Despite the models, which can fit in a person's hand, not being cheap – they cost between €225 and €1,290 – Twinkind hopes to open up shops in more locations. Next on the list is central Berlin which should, Schaedel hopes, be the “most exciting corner” for his product and will be up and running by mid-October at the latest.
“London is also a possible aim,” company employee Kristina Neurohr told The Local.
So far, some of the more memorable figurines have been a pregnant woman who raced in on her due date to be immortalized in plastic, said Neurohr. Another man came from Finland to have models of himself made up, which he sent as birthday party invitations.
While 40 percent of customers request print-outs of themselves, the finely tuned nature of the machinery means that those being photographed do not have to stand still. This means making a model of a wriggly pet, or small child, is also possible.
A man was due to arrive with his chicken to have a model made, Neurohr said. She added that Twinkind “was thrilled about the creativity of its customers and all their great ideas.”

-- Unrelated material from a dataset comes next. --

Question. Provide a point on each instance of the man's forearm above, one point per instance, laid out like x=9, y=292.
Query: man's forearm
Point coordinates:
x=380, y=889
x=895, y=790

Schaedel explained that most people who wanted figures of themselves made to give as a present. One man gave a model of himself, arm outstretched holding a bunch of flowers, to his girlfriend. Couples seem to have taken to the idea as well, with a newly engaged or married pairs celebrating the event with a model of them both.
A number of people have also got in touch requesting models of their car or motorbike, but as Schaedel explained, the technology does not stretch this far yet. Props, however, are welcome, and lots of people have been snapped with bags, footballs, rucksacks or skateboards.
For Schaedel, the venture is moving photography into a “new medium” and interest in the technology is huge. But Twinkind's method of printing is a little different from common 3D printers which produce plastic items. The mini-me's are made by a powder being sprayed in layers a tenth of a millimetre thick set with a binding substance.
The end product is “rather robust but not completely so, so it's definitely not a toy,” Schaedel told the WSJ.
As the company grows, it is likely that they will approach venture capitalists to invest. Initially, Twinkind was launched on the bank of private cash.
As of yet, walk-in booths in which a person can pop in, get photographed and leave with a perfect figurine of themselves are a way off, Neurohr told The Local, as the process takes several hours. “But who knows what the future holds," he added.